L'origine de la seigneurie de L'Herbaudière ne remonte sans doute pas au-delà de 1539, car le fief n'apparaît pas à cette date dans le livre de déclarations des fiefs de l'Aunis. Dès 1557, Pierre Salbert, pair et échevin de la ville de La Rochelle est qualifié de sieur de L'Herbaudière. À la fin du XVIe siècle, Élisabeth Salbert apporta la terre à son mari, René Blandin, dont elle eut plusieurs enfants, en particulier Catherine Blandin, épouse de Charles de Bonnet, écuyer, seigneur de Pomiers en Saintonge, paroisse d ‘Épargnes. La dernière des Blandin, Henriette, fille de Pierre, chevalier, seigneur de Boisrégnault et de L'Herbaudière, épousa, par contrat du 23 mai 1680, passé en la maison noble de L'Herbaudière, en présence de sa mère, Madeleine Vacheron, veuve de Pierre Blandin et épouse en seconde noces depuis 1671 de Louis de Beaucorps, écuyer, seigneur de La Bastière, Louis-Joseph Green de Saint-Marsault, chevalier, co-seigneur de Fontchauveau et de Nieuil, en Angoumois, auquel elle apporta la seigneurie et maison noble de L'Herbaudière. Leur fils, Pierre-Louis Green de Saint-Marsault, chevalier, seigneur de Fontchauveau et de Cramahé, par son épouse, Henriette-Céleste de Bejarry, vendit par contrat du 28 février 1724, sa maison noble et seigneurie de L'Herbaudière, "consistant en chambres basses, salle, salon, anti-chambre et cuisine, cellier ou cave, chambres hautes sur lesquelles il y a pavillons et girouettes, le tout couvert d'ardoise, une grande cour autour de laquelle il y a des bâtiments pour serrer le bois…, écurie à chevaux, toits à bœufs, vaches, cochons, grange pour serrer foins et pailles, remise pour carrosse et charriots, jardin joignant et le donjon et ladite maison, le tout renfermé de murailles…", à Jean-Pharamond de Sainte-Hermine, chevalier, abbé commendataire de l'abbaye royale de Notre-Dame-d'Angle, prieur d'Ars-en-Ré et de Saint-Benoît, en Bas-Poitou, moyennant 20 000 livres. Il fut convenu qu'une moitié de la somme serait versée cinq ans plus tard et l'autre en 1734.

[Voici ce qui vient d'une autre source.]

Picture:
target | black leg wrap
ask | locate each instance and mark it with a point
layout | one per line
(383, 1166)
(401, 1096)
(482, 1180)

L'abbé d'Angle étant mort avant 1730 sans avoir payé la totalité de son acquisition, Pierre-Louis Green de Saint-Marsault put rentrer en possession de L'Herbaudière après avoir transigé avec les héritiers de Jean-Pharamond de Sainte-Hermine, avant le 8 mars 1730. Il mourut quelques mois après, le 30 novembre, à l'âge de 50 ans, et fut inhumé dans l'église de Salles. Sont petit-fils, Henri-Charles-Benjamin, seigneur de L'Herbaudière, épousa en 1767, une lointaine cousine, de la même paroisse, Françoise-Suzanne-Geneviève Green de Saint-Marsault, qui lui apporta en dot le château du Roullet et de nombreuses terres en Aunis, dont la baronnie de Châtelaillon. Le château de L'Herbaudière, bien qu'il ait changé de famille, est toujours aux mains des descendants des Green de Saint-Marsault. Une rare documentation iconographique permet de cerner l'évolution des bâtiments. On possède en effet une gravure de Claude Chastillon du début du XVIIe siècle, un dessin naïf et un relevé complet de l'ingénieur Claude Masse, du début du XVIIIe siècle. Le logis de L'Herbaudière se dressait à l'origine sur le côté d'une petite enceinte fortifiée flanquée de tours aux angles, précédée par une grande basse-cour. Sa façade sur cour comprenait un pavillon central renfermant un escalier rampe sur rampe et était flanquée d'une tour cylindrique et l'autre angle d'une tourelle en encorbellement. Le tout était coiffé d'ardoise. Le pavillon central a été démoli ainsi que la tourelle en encorbellement et la petite enceinte. Sur la façade postérieure, deux pavillons aux volumes complexes sont venus se greffer au XVIIe siècle, ce qui donne à l'ensemble un effet pittoresque à souhait. La porte d'entrée est surmontée par un curieux mascaron et par un fronton triangulaire coupé, porté par deux élégantes consoles.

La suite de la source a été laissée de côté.